Wednesday, March 9, 2011

20 Questions by Knopf Canada, 20 Answers by Me

20 Writerly Questions ( from http://www.randomhouse.ca/catalog/display.pperl?isbn=9780307399472&view=auqa )

1. How would you summarize your new book in one sentence?
Members of the Turner family in Sault Ste. Marie manage to connect to each other through three generations of secrets, silences and disappearing acts.

2. How long did it take you to write this book?

It was written in fits and starts (more fits than starts) over eight years.

3. How did you choose your characters’ names?

I googled popular names by decade, looking for ones that sounded like my characters. In the beginning, everyone’s name started with a D, which made all my early readers crazy.

4. How many drafts did you go through?

I completely rewrote two sections at least twice, but because all writing feels like rewriting to me, I don’t have a clear sense of distinct drafts, just countless changes.

5. Who was the first person to read your manuscript?

My dearest friend Susan Terrill.

6. If your book were to become a movie, who would you like to see star in it?

The entire cast of Mad Men. (I’d write extra parts for them!)

7. What’s your favourite city in the world?

Rome. 

8. Did you always want to be a writer?

Yes, from around grade 5, when I read Harriet the Spy.

9. What was your very first story about? When did you write it?

My earliest stories were for kindergarten Show and Tell. They featured the daring exploits of my brother Jason (one day he ate a brick, another day a dress.) I may have neglected to mention that they were works of fiction.

10. What was your favourite book as a kid?

Harriet the Spy and The World’s Best Fairy Tales.

11. If you could be any character from any book, who would you be?
Smilla from Smilla’s Sense of Snow.

12. If there was one book you wish you had written what would it be?

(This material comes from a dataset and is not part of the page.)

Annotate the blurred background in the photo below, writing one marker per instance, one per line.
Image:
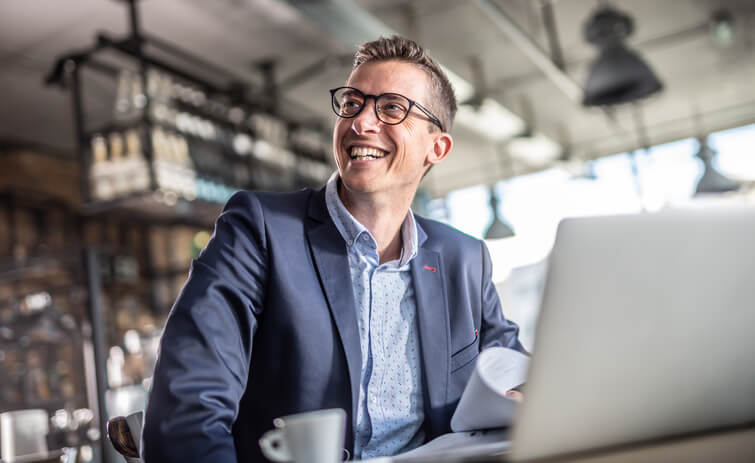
(125, 125)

I wish I had the brain that wrote One Hundred Years of Solitude.

13. If you could talk to any writer living or dead who would it be, and what would you ask?

I’d like to ask the geniuses in the Writers’ Room of The Simpsons to marry me. “John? Al? George? Anyone?” 

14. How do you organize your library?

By genre: Non-fiction, poetry, favourite novels, Bhutan.

15. What’s on your nightstand right now?

Buddhism Without Beliefs (which is always on my nightstand) and The Solitude of Prime Numbers.

16. Where is your favorite place to write?

Near an open window, in the utter absence of leaf-blowers and lawn mowers.

17. Do you have any writing rituals?

I go through the four stages of writing: procrastination, bargaining, pseudo-writing (“Making lists: 13 minutes. Researching cocktails from 1926: 28 minutes”), acceptance.

18. When do you write best, morning or night?
Morning.

19. What is the best gift someone could give a writer?
The Writer’s Ultimate Gift Basket would contain books, coupons for a maid service, good quality coffee, and sincere high praise.

20. What is the best advice someone could give a writer?
“Use a pencil.” I got this advice from Nino Ricci when I said I was having trouble with plot. His suggestion to write early drafts in longhand helped me to really think about the shape of the story (instead of merely polishing the sentences I already had).